Owning vs Renting
- Lower cost upfront – As a renter, you will be required to pay first and last month’s rent and perhaps a security deposit for a pet. If you buy, you will be required to pay a hefty down payment, plus costs for the home inspection, closing costs and other potential items such as a survey and sewer scope. It’s a difference of a few thousand dollars if you rent compared with tens or even hundreds of thousands of dollars if you buy. Freedom and flexibility – If you are new to the area, you can rent and use this time to check out neighbourhoods to see where you might possibly want to buy. By renting you can test an area without committing to it.
- Invest money elsewhere – You can take money that would normally be spent on a down payment and house costs and invest in the stock market or other investment opportunities that could get a better return on value, depending on location.
- Uncertainty in your career – If you think you might need to move in the near future, or are mulling job changes where you could be relocated elsewhere in the country, renting affords the freedom to come and go as needed.
- Uncertainty in income – If you expect a pay hike or pay cut in the near future, that can change your borrowing ability as well as impact your ability to pay a mortgage.

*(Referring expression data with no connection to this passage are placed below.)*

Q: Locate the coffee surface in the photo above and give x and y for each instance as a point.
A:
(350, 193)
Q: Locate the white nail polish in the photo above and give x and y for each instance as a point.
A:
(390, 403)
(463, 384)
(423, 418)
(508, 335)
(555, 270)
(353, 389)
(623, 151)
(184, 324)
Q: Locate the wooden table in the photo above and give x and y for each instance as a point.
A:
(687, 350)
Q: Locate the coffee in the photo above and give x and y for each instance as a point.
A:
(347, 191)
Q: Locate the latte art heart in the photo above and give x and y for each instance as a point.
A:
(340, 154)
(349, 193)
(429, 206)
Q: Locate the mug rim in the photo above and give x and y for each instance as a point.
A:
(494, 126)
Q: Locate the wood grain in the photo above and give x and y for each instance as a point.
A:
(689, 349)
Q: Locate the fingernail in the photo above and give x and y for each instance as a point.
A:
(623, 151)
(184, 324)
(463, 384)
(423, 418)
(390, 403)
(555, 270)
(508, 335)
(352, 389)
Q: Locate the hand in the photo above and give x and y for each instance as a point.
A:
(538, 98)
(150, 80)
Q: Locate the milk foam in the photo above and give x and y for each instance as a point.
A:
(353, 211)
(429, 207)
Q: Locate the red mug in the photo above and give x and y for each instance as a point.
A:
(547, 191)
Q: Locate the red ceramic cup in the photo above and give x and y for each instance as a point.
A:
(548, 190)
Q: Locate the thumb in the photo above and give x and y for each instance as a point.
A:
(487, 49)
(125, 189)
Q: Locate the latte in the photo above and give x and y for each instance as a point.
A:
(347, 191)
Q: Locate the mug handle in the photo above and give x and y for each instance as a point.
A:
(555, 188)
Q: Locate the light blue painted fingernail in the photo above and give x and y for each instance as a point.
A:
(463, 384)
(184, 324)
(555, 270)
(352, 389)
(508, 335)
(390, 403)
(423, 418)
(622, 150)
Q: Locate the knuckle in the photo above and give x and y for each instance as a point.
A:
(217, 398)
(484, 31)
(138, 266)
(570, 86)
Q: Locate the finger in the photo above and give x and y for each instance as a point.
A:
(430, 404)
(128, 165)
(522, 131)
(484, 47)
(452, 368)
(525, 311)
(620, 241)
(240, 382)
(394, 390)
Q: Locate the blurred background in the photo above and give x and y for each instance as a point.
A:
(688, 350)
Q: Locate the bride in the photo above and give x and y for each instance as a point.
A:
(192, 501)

- Time to establish credit – Got bad credit? By creating a history of on-time rental payments, it can help you build good credit that you would need to qualify for a mortgage.
- No maintenance – When the pipe leaks under the sink, you don’t head to your nearest hardware store, you head for the telephone and call the landlord.
- Incidental expenses – Occasionally, the landlord might pick up costs for utilities such as water, sewer, garbage, and in some cases heat and hot water as well.
- You may have no control over the fluctuation of your rent
- You might be limited in decorating the home or apartment.
- You won’t build equity in your home.